Abstract

412 Background: Malignant tumors do not only have a somatic but also a psychological impact on patients. To date, only a few studies are available which evaluated the potential psychological burden of patients suffering from urogenital cancers. In this prospective, longitudinal study we examine the baseline psychological distress of patients treated for urogenital malignancies focussing on testicular cancer (TC) and prostate cancer (PCA). Methods: Psychological distress of 192 inpatients treated for urogenital malignancies was evaluated using the distress thermometer (DT), an established tool for the detection of distress, prior to any surgical or systemic therapy. The DT consists of a visual analogue scale ranging from 0 to 10 resulting in a low (0-3), moderate (4-6) or high (7-10) stress level. Furthermore, it contains a 36-item list of problems subdivided into 5 categories (practical, family, emotional, spiritual/religious, physical).

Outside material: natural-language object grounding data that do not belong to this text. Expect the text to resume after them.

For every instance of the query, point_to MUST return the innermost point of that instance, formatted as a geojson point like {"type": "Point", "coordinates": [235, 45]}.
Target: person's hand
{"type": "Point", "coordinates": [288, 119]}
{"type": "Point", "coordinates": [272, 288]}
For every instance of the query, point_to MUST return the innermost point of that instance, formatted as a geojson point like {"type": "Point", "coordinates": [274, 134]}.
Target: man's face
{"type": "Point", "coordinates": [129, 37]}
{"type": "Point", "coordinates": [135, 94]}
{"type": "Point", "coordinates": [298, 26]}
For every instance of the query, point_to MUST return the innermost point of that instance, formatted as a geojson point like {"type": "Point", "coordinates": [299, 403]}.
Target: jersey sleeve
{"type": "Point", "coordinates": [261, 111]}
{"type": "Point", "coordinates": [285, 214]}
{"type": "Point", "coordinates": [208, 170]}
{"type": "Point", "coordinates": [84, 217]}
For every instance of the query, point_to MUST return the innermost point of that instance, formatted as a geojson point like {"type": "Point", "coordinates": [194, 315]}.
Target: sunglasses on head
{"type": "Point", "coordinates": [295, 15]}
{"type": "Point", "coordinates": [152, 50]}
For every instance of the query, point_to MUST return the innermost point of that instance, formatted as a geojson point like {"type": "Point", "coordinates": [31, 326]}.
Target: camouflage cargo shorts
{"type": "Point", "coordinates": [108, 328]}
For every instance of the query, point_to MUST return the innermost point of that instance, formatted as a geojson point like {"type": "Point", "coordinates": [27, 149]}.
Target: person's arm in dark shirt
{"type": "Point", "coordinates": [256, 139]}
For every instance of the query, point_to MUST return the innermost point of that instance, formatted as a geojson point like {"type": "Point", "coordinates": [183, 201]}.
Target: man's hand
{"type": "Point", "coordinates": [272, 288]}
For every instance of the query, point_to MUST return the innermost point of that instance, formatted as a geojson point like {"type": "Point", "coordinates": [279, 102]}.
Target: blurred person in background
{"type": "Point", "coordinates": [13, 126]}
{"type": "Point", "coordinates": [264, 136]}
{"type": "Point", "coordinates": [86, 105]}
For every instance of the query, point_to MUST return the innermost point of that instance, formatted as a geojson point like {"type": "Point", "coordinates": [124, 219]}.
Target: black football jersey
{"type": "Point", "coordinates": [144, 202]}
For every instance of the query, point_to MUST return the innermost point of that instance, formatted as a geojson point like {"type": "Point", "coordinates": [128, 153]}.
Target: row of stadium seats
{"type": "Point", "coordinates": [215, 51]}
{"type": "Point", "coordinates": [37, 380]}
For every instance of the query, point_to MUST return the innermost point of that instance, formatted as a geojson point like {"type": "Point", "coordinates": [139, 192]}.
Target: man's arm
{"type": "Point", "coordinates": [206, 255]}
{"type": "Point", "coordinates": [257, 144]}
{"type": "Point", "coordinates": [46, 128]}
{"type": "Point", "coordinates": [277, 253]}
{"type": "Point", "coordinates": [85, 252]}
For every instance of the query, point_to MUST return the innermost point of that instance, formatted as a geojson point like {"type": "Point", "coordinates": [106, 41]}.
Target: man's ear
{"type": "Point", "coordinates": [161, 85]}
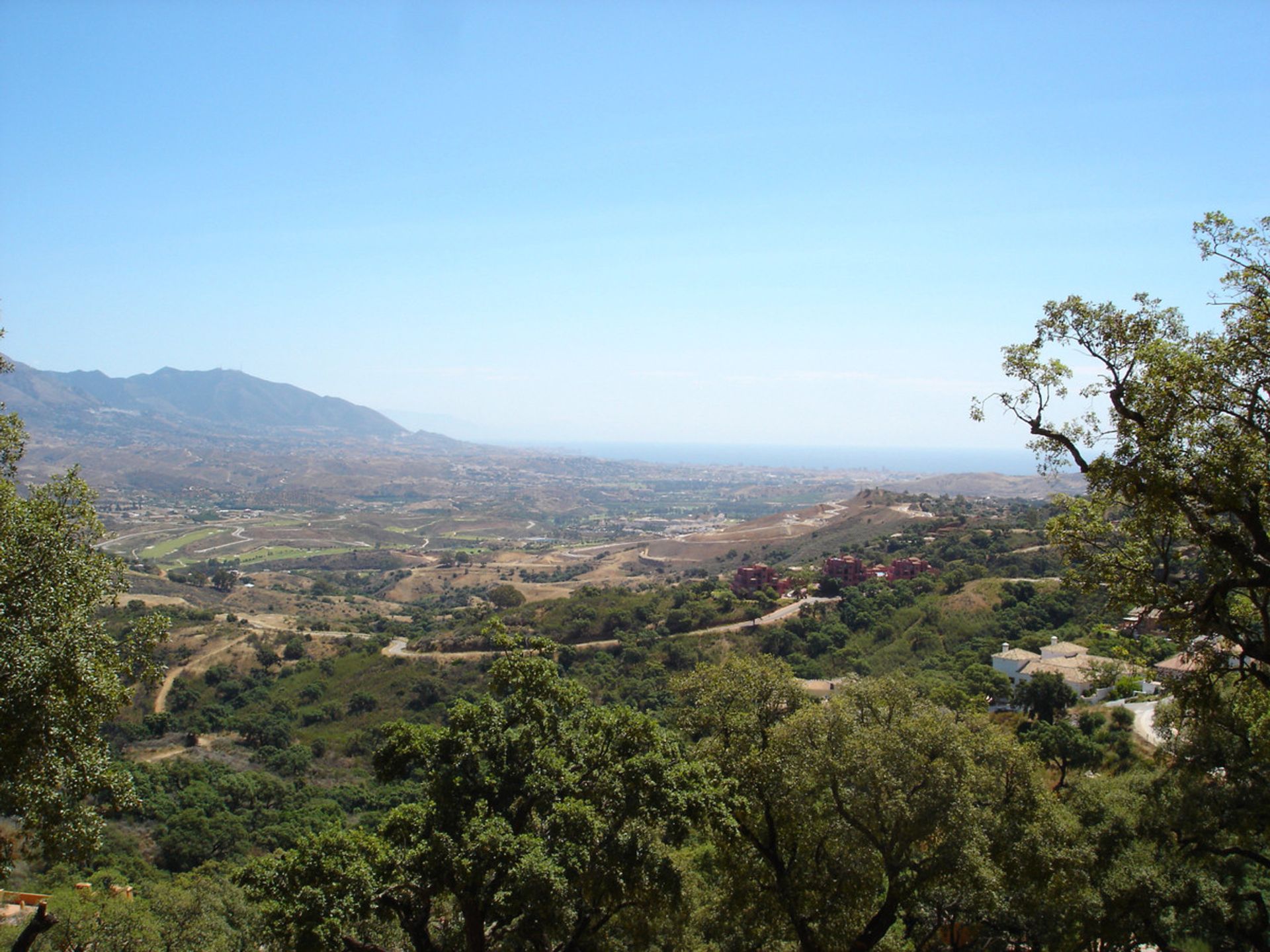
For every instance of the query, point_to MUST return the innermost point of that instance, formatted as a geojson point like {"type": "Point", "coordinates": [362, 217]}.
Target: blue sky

Results: The mean DT score was 5 (interquartile range (IQR) 3-7) with the most common stressors being of emotional origin, namely fear (50%), worry (44%), nervousness (42%), sleep disorders (39%) and fatigue (32%). DT analysis did not reveal any difference between the tumor entities but 64% of all patients displayed a moderate to high stress level requiring psycho-oncological support. The comparison of PCA and TC demonstrated a higher distress level in PCA patients in the subgroups of metastatic disease (median 5.5, IQR 4-8 vs. median 4, IQR 2-6; p = 0.018), secondary therapy (median 6, IQR 5-8 vs. median 4.5, IQR 2.75-6; p = 0.023) and salvage treatment (median 7, IQR 4.5-9 vs. 5, IQR 2.75-6; p = 0.021). PCA patients receiving salvage treatment displayed significantly higher distress levels compared to non-salvage treated patients (median 7, IQR 4.5-9 vs. median 5, IQR 2-7; p 0.028). Conclusions: Our study shows that 64% of urological tumor patients should be offered psycho-oncological support. Especially patients suffering from advanced stage PCA seem to have a high stress level. Thus, physicians in the field of urologic oncology should be aware of their patients’ psychological distress in order to identify high-risk patients and provide them with an appropriate psycho-oncological support.